Your update clarifies which exact task you're targeting, and it corresponds exactly to my first interpretation above: given that your goal is to predict which instances satisfy this T2DM criterion and that the features contain direct indications about it:

• I think you're right to keep these features, if a very useful information is available it would be absurd not to exploit it (assuming it's also available in the same form in any future dataset you plan to use, of course)
• The very high performance you obtain makes perfect sense for this task, it's not a bug. It simply happens that the task is easy, so the system is able to predict the label very well.

However this also means that you could do even better without any ML: currently the ML method gives you around 99% F-score because it doesn't perfectly represent the criterion used for the gold. But since the gold standard label is based entirely on the features, the most direct way to "predict" the label is to apply the criterion. There's no point using a complex ML method to predict an information that you can obtain from the same data more accurately with a deterministic method.

Answer 2

Might be a case of Data leakage.
For 1370 features, 2475 is a very small dataset for such an extreme result.

Please try -
Inspecting the misclassified records.
Try removing the T2DM feature and note the dip
Repeat the last step for all the features. You must observe a negligible dip for other features and a very large dip for any feature which is causing the leakage.

Answer 3

It pretty much looks like overfitting. It would be also interesting to know which algorythm did you use. Some are really sensitive to low number of instances / big number of features, and yYou have almost so many features as instances.

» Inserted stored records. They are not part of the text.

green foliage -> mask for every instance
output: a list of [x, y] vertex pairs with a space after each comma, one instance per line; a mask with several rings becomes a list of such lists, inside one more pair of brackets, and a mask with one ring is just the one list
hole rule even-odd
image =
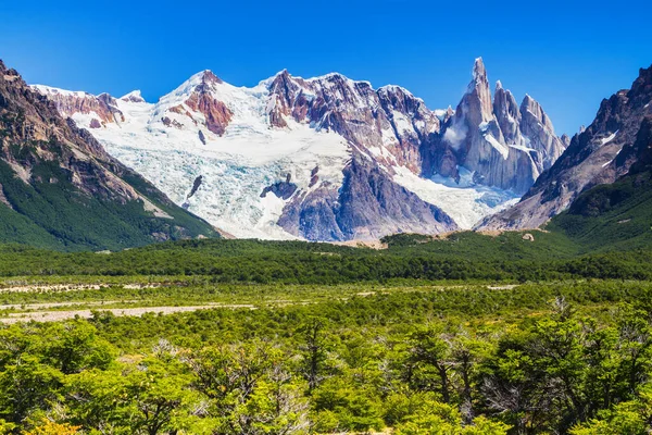
[[[27, 146], [20, 147], [20, 152], [27, 151]], [[0, 185], [11, 204], [0, 203], [2, 243], [74, 251], [118, 250], [155, 241], [154, 233], [172, 239], [215, 235], [209, 224], [166, 201], [154, 199], [153, 203], [173, 219], [154, 216], [140, 200], [120, 203], [85, 192], [54, 161], [34, 161], [30, 170], [32, 184], [27, 184], [0, 162]], [[137, 186], [147, 187], [143, 182]]]

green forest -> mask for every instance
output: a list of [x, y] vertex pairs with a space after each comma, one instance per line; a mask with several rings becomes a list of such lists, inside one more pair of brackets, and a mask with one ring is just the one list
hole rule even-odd
[[648, 185], [381, 249], [2, 245], [0, 433], [649, 434]]
[[[250, 301], [259, 300], [256, 291], [277, 300], [288, 291], [303, 303], [139, 318], [98, 310], [88, 320], [8, 325], [0, 330], [2, 431], [584, 435], [650, 428], [647, 282], [359, 285], [342, 299], [333, 297], [346, 293], [340, 288], [311, 299], [318, 286], [196, 283], [163, 291], [180, 301], [186, 293], [209, 298], [215, 290]], [[68, 299], [138, 297], [128, 291], [115, 284]], [[24, 303], [47, 297], [14, 296]]]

Trying checking first correlation between features and reduce the number of features with PCA or another method, before fitting your model again.

Answer 4

It sounds like the system can just learn your algorithm for labeling. If that is intended then you can just use that and throw away all the ML. If you want to predict, for example, the diagnosis of icd9=250, then of course there is no point to include icd9 as feature. Alternatively, if there is a history, you can use the record just before the diagnosis of diabetes as training example. You said you didn't want to predict whether a patient will be diabetic in the future. But you do want to predict whether someone is diabetic right now even if not diagnosed, right?

Answer 5

The best approach is to use a model like Decision Tree to see what actually is happening. Maybe there are couple of features in there that correlate in a big way to the label and the rest of the 1000+ features dont matter at all. It is possible (as someone else too point out) that one of the feature hiding in there (an icd with a certain response code) has a direct bearing the output label.